- Film And TV
- 13 Feb 26
Wuthering Heights director Emerald Fennell: "Everything has to have an emotional purpose"
The acclaimed writer-director discusses her hotly anticipated adaptation of the Emily Bronte novel, in cinemas today.
Boasting a brilliant cast headed up by Margot Robbie and Jacob Elordi, stunning visuals, and wonderful musical contributions from pop superstar Charli XCX – 'House', featuring The Velvet Underground's John Cale, has already enjoyed huge acclaim – Emerald Fennell's hotly anticipated Wuthering Heights hits cinemas today.
Telling the intense and dramatic story of Catherine Earnshaw (Robbie) and her tumultous relationship with Heathcliff (Elordi), an orphan adopted by her family, the adaptation of Emily Bronte's classic novel explores the duo's intense bond, as well as societal barriers, and a cycle of love, revenge and ruin across two generations in the Yorkshire moors.
A celebrated actress noted for her memorable turn as Camilla Parker-Bowles in Netflix smash The Crown, Fennell has already made a major splash as a writer-director with the movies Promising Young Woman and Saltburn. When it comes to the sumptuous visuals of Wuthering Heights, which is her third movie, Fennell points to her collaboration with Swedish cinematographer Linus Sandgren.

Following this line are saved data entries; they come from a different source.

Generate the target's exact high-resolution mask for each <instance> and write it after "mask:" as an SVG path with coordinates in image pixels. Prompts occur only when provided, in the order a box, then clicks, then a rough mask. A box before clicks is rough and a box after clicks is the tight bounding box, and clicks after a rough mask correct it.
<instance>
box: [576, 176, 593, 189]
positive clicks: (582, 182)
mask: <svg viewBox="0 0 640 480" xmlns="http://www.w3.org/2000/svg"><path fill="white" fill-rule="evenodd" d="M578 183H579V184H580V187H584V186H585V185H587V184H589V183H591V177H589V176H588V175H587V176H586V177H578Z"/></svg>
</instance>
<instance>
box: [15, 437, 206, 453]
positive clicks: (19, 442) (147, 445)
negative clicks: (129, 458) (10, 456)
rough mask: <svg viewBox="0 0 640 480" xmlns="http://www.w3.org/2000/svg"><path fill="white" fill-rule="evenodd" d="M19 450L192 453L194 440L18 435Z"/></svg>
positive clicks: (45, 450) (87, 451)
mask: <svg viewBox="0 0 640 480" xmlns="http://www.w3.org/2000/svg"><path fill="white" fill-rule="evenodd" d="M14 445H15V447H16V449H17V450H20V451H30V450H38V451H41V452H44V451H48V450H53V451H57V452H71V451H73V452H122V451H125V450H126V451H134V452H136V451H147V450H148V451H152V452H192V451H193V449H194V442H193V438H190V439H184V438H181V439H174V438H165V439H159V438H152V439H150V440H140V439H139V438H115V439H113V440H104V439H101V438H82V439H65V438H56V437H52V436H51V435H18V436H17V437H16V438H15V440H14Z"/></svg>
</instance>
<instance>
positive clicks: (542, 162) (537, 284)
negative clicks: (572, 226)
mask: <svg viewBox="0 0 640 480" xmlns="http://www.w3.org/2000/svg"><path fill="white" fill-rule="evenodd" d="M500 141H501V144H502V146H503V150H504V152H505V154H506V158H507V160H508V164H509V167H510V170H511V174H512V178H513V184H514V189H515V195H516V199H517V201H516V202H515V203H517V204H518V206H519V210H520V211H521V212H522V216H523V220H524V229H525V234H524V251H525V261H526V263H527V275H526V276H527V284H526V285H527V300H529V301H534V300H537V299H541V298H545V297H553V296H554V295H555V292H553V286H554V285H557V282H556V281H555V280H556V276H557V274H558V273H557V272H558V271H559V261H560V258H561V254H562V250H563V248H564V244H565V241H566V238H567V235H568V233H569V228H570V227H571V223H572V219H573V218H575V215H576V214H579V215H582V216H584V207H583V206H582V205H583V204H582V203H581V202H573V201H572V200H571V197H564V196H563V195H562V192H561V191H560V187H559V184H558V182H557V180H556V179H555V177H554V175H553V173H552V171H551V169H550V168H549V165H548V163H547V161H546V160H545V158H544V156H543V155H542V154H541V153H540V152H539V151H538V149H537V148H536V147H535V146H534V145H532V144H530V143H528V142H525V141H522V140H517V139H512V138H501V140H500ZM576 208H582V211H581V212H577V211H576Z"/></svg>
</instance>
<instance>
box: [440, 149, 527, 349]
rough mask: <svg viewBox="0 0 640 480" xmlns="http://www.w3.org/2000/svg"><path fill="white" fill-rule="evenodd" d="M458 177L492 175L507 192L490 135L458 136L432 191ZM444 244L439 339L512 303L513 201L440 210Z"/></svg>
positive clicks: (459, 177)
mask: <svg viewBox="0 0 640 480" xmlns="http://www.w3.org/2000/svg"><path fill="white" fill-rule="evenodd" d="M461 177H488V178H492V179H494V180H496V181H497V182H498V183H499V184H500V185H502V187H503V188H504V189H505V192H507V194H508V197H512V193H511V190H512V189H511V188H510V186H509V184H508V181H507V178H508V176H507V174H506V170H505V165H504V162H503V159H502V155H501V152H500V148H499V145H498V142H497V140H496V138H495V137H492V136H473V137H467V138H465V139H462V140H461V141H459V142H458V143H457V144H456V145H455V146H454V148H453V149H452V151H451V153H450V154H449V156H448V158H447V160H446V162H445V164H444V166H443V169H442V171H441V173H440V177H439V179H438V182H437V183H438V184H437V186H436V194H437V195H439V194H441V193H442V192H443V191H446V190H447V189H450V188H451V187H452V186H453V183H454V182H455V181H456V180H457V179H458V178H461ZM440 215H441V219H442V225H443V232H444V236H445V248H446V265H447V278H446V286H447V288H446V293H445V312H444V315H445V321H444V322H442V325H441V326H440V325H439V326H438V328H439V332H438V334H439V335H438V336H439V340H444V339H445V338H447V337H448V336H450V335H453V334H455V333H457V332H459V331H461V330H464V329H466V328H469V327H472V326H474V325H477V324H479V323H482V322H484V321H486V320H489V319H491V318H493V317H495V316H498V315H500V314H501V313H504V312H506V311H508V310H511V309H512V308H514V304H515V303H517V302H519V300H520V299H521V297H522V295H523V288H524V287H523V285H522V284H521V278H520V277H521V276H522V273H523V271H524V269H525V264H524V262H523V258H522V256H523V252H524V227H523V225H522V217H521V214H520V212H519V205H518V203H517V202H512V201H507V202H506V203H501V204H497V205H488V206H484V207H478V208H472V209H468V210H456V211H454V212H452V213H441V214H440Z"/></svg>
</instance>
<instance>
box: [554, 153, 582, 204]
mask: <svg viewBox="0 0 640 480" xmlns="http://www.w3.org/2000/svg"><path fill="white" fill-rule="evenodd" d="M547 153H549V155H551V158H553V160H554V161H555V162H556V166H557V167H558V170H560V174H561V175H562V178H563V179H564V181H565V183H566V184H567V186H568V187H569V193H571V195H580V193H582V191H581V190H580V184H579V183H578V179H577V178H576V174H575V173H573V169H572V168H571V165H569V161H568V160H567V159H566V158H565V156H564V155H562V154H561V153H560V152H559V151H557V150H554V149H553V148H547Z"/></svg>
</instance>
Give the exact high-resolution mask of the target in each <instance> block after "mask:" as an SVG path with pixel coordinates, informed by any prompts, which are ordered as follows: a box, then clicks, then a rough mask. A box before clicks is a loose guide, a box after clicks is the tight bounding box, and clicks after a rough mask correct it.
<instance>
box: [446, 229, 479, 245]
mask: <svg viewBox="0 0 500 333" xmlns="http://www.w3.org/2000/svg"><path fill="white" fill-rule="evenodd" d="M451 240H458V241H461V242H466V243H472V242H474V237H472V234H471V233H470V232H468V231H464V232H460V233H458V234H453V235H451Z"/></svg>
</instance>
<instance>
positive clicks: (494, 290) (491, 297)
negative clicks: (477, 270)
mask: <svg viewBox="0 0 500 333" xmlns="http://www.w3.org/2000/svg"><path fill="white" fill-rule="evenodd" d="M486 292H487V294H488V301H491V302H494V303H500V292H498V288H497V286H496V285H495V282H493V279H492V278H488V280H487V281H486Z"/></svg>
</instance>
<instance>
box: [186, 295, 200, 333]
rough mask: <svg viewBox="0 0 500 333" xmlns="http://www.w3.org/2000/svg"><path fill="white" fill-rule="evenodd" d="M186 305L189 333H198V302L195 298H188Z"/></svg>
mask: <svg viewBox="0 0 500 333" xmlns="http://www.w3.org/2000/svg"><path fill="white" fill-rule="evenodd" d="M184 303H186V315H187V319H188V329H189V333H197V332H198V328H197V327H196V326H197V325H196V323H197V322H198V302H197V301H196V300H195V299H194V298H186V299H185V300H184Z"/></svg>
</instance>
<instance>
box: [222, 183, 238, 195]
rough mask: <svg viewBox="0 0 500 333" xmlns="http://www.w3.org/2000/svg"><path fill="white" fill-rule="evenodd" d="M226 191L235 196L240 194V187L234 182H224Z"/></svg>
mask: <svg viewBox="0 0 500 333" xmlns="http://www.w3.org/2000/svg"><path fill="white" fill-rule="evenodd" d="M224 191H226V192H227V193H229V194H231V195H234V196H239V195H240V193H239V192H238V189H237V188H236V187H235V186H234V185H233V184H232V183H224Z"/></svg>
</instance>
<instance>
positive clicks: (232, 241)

"He’s the best ever and he’s really the same as me," she reflects. "Everything has to have an emotional purpose. He is so talented, but he doesn’t need to be showy. So if we’re going to have a camera move, is it emotionally justified? As long as it’s felt, you can get away with a lot more and have a more expressive world. Really, it’s the same process as it is with everyone, which is to have lots of talk. It’s kind of therapy and looking at images, but they can be anything.
"They’re very often not from other films, or if they are, they’re from things like Donkey Skin, or strange ‘50s melodramas. It’s not that we’re looking at other films that depict the same period even. There is a lot of historical research that goes into it, but that’s not all it is."
The director's work with production designer Suzie Davies is similarly important.
"We have to talk about Suzie cos she’s so chic!" she chuckes. "She’s just incredible. In our early conversations, I said to her, ‘It has to have a primal, emotional subconscious response. In Wuthering Heights, everything’s based around how nature is interrupting this world. We had this concept of slate rock, and the rock was coming in and interrupting the rooms.
"That idea also gets inverted in certain parts, so there’s a feeling of nature being suppressed – there’s taxidermy, flower pressing and walls made of skin."
As might be expected, the latter element involved considerable work to get right.
"We had Margot photograph her skin, particularly her veins and freckles," notes Fennell. "Then it was a very long process of figuring out the best way to make it – in the end, it was padded panelling with printed crepe with her skin on it, and latex overlay. There was a kind of bulge, but it was slightly inconsistent, so each panel bulged out of the wood a little, like it does when you wear a corset. But we needed the latex cos it needed to be able to sweat, and for leeches to glide onto it.
"We also had all these crazy trimmings from Victorian times. But with Suzie, the whole joy of it is you don’t want that stuff to be the first thing you see – the first thing you see is a beautiful pink room. Then you look a bit closer and there are hairs growing out of the moles – that's what the gothic is and that's what interests me.
"That's where working with Suzie, our costume designer Jacqueline Durran and everyone is so thrilling, because we're all looking to pull a hair of out a mole in a wall! And if we're not doing that, then we're not doing anything purposeful or useful."
There is notable visual symbolism in the movie, but Fennell is keen for audiences to unlock it themselves.
"There's so much," she says. "It's so much more fun for people to find it themselves. It would be like circling Where's Wally in a book, it would be kind of cruel – the fun is seeing it for yourself, I hope. Also, with the interior design in the film, it was always about that slightly disconcerting feeling.
"It's that uncanny vibe you always get because it felt so new, the whole place. We went back to those kind of materials a lot – an oil slick texture that was iridescent and sweaty."
- Wuthering Heights is in cinemas now.